Northwest One is slated to be the first of as many as nine New Communities sites. Preliminary planning meetings are underway at Barry Farm in Ward 8 and in Lincoln Heights in Ward 7. Both of those communities are public housing projects, owned and operated by the city. But in Northwest One, nearly 10 of the 28 acres marked for redevelopment are owned by private interests that have yet to promise full cooperation.

The nearly six-acre Sursum Corda housing cooperative, which is owned by its residents, is the largest parcel. Sursum Corda residents have voted to permit KSI Services Inc. of Virginia to redevelop the property in exchange for payments of $80,000 per family. The deal must be approved by the U.S. Department of Housing and Urban Development, which holds the mortgage on the property and provides it with thousands of dollars a month in low-income rent subsidies.

KSI executives have told city officials that they want to remake Sursum Corda in accordance with the New Communities model, which calls on developers to reserve a third of new units for poor families earning less than 30 percent ($26,790) of the median income for the Washington area and a third for working-class families earning less than 80 percent ($71,440) of the median income. The rest can be sold for whatever the market will bear.

To make that model work financially, KSI has said it wants to replace Sursum Corda's 199 apartments and townhouses with more than 500 apartments and condominiums.

But that level of density is unacceptable to city officials, who propose to confine high-rise buildings and retail space to K and North Capitol streets while preserving the interior of the Northwest One site -- including the Sursum Corda property -- for low-density residential townhouses with yards for larger families. KSI is in discussions with the city.

Another stumbling block is Temple Court, a HUD-subsidized apartment building owned by Bush Construction Corp., also of Virginia. The 211-unit high-rise, which stands just south of Sursum Corda, recently failed its third health and safety inspection, making it a target for HUD foreclosure.

Bush executives have expressed an interest in paying off their HUD-insured mortgage, getting out of the low-income housing business and converting the property to luxury condominiums. Under that scenario, Temple Court residents probably would be forced to find homes elsewhere using HUD rent vouchers.

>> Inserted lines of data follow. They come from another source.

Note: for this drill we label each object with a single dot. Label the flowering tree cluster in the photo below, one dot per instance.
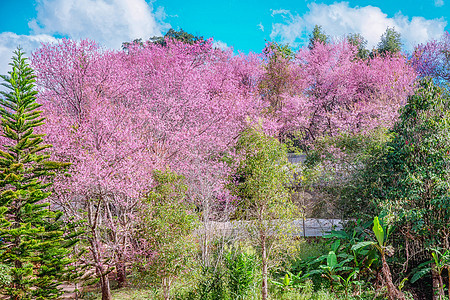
(336, 92)
(119, 115)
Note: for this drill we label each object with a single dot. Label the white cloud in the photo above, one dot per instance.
(260, 26)
(438, 3)
(109, 22)
(9, 42)
(339, 19)
(220, 45)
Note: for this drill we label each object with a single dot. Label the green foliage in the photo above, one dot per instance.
(262, 179)
(241, 271)
(166, 230)
(35, 244)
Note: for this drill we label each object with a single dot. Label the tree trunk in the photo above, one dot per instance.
(106, 290)
(448, 273)
(393, 292)
(438, 284)
(264, 269)
(121, 274)
(166, 288)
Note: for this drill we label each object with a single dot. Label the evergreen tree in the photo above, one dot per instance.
(34, 245)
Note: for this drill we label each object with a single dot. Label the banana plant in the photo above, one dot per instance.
(332, 269)
(381, 235)
(291, 281)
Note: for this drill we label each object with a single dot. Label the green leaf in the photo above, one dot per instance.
(419, 274)
(331, 259)
(378, 230)
(362, 245)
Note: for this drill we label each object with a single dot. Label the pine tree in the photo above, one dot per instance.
(33, 244)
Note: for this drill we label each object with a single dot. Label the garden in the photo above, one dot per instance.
(164, 170)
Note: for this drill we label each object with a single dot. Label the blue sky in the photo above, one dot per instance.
(243, 25)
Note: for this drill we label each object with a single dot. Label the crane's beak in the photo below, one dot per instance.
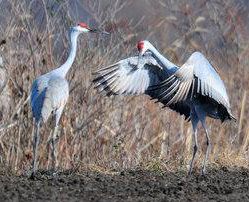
(98, 31)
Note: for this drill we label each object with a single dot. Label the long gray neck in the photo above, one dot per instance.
(66, 66)
(166, 63)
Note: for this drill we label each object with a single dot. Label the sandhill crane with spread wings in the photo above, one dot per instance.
(50, 92)
(195, 90)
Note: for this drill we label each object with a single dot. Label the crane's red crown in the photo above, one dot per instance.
(140, 45)
(83, 25)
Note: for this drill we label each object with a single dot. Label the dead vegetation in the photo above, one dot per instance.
(121, 132)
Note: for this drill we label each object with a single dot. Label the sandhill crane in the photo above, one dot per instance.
(50, 92)
(195, 90)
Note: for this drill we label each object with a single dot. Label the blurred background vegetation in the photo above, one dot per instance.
(119, 132)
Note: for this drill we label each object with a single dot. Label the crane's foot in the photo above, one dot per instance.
(35, 176)
(203, 171)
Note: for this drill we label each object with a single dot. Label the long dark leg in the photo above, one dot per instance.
(36, 141)
(194, 121)
(201, 115)
(207, 150)
(55, 140)
(54, 148)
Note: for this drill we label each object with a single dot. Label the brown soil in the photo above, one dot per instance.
(223, 184)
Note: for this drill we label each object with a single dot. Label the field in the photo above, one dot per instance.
(121, 146)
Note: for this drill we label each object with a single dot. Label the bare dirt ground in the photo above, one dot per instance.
(223, 184)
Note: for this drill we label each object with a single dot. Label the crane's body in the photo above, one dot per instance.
(194, 90)
(50, 92)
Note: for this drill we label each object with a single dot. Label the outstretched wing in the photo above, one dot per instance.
(196, 76)
(130, 77)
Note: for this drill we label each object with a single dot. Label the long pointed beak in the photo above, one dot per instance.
(99, 31)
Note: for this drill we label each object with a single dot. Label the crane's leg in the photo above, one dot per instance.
(194, 121)
(55, 140)
(36, 141)
(208, 147)
(201, 114)
(54, 148)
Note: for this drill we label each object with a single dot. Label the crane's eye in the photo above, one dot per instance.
(83, 25)
(140, 46)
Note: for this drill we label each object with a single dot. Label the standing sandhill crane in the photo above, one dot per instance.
(50, 92)
(195, 90)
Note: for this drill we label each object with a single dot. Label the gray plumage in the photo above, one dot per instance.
(50, 92)
(129, 76)
(194, 90)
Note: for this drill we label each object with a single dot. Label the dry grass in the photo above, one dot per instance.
(121, 132)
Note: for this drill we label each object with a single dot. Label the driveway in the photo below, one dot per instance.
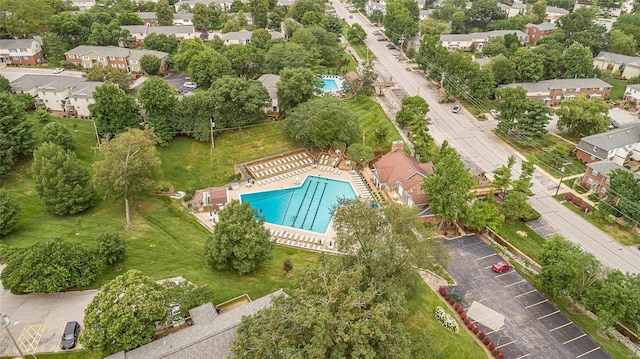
(517, 318)
(38, 319)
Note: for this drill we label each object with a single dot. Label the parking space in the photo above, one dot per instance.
(517, 318)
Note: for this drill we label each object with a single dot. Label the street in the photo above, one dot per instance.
(477, 144)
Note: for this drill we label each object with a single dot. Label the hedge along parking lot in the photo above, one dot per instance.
(531, 326)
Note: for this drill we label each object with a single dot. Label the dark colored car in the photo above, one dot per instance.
(70, 335)
(501, 267)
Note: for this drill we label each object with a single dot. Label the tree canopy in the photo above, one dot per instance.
(239, 241)
(322, 122)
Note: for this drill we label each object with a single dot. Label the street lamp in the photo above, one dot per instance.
(6, 322)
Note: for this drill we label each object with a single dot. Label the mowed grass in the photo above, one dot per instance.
(445, 344)
(370, 115)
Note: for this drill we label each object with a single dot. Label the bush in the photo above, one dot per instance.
(446, 320)
(111, 248)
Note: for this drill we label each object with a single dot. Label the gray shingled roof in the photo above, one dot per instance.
(48, 82)
(610, 57)
(548, 85)
(210, 337)
(270, 81)
(600, 144)
(606, 167)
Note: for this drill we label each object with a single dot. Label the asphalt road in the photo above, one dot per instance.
(478, 145)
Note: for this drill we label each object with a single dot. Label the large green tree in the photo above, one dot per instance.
(322, 122)
(10, 211)
(447, 190)
(16, 132)
(128, 168)
(61, 180)
(582, 116)
(296, 85)
(114, 111)
(240, 240)
(50, 266)
(123, 315)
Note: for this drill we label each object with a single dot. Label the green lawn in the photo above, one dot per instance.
(529, 244)
(370, 115)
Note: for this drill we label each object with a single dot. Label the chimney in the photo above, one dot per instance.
(397, 145)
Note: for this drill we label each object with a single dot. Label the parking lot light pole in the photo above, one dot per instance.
(6, 321)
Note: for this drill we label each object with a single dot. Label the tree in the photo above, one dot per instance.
(114, 111)
(128, 168)
(164, 13)
(296, 85)
(111, 74)
(61, 180)
(207, 66)
(582, 116)
(50, 266)
(447, 190)
(238, 102)
(111, 248)
(123, 314)
(578, 61)
(150, 64)
(161, 42)
(322, 122)
(239, 241)
(10, 211)
(16, 133)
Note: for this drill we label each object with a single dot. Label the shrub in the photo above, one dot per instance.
(446, 320)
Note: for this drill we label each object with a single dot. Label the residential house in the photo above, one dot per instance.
(80, 98)
(554, 13)
(118, 57)
(628, 66)
(399, 171)
(139, 32)
(270, 82)
(632, 94)
(478, 40)
(618, 146)
(552, 92)
(211, 335)
(21, 51)
(538, 31)
(50, 91)
(596, 177)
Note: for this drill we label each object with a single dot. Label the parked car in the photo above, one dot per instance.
(70, 335)
(501, 267)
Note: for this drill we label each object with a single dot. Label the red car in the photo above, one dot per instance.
(501, 267)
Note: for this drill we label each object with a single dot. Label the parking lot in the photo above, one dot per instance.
(517, 318)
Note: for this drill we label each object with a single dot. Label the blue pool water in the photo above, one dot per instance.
(329, 85)
(306, 207)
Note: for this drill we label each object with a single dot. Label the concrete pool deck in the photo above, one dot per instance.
(296, 237)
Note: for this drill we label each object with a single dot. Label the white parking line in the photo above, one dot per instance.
(490, 255)
(525, 293)
(589, 352)
(518, 282)
(505, 344)
(576, 338)
(548, 315)
(562, 326)
(534, 304)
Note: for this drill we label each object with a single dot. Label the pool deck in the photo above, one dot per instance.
(295, 237)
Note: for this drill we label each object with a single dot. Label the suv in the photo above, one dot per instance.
(70, 335)
(501, 267)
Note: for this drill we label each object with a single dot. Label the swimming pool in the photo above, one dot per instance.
(306, 207)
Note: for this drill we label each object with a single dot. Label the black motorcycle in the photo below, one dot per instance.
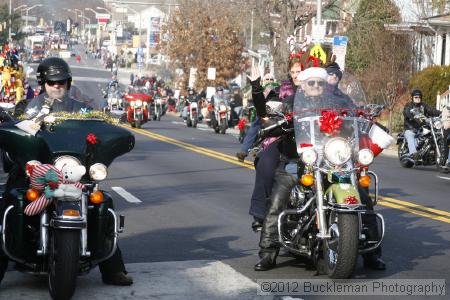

Stanley Jackson, the city's deputy mayor for planning and economic development, has tried to persuade Bush to sell the property to the city or rebuild it according to the New Communities model. So far, Jackson said, Bush executives have made "no substantial positive overtures."

"This is the hand that we've been dealt here. And we've got to play it out," Jackson said. "I'm just hopeful that people come around and see that this is truly a reasonable, good plan, and a plan that could work for everyone."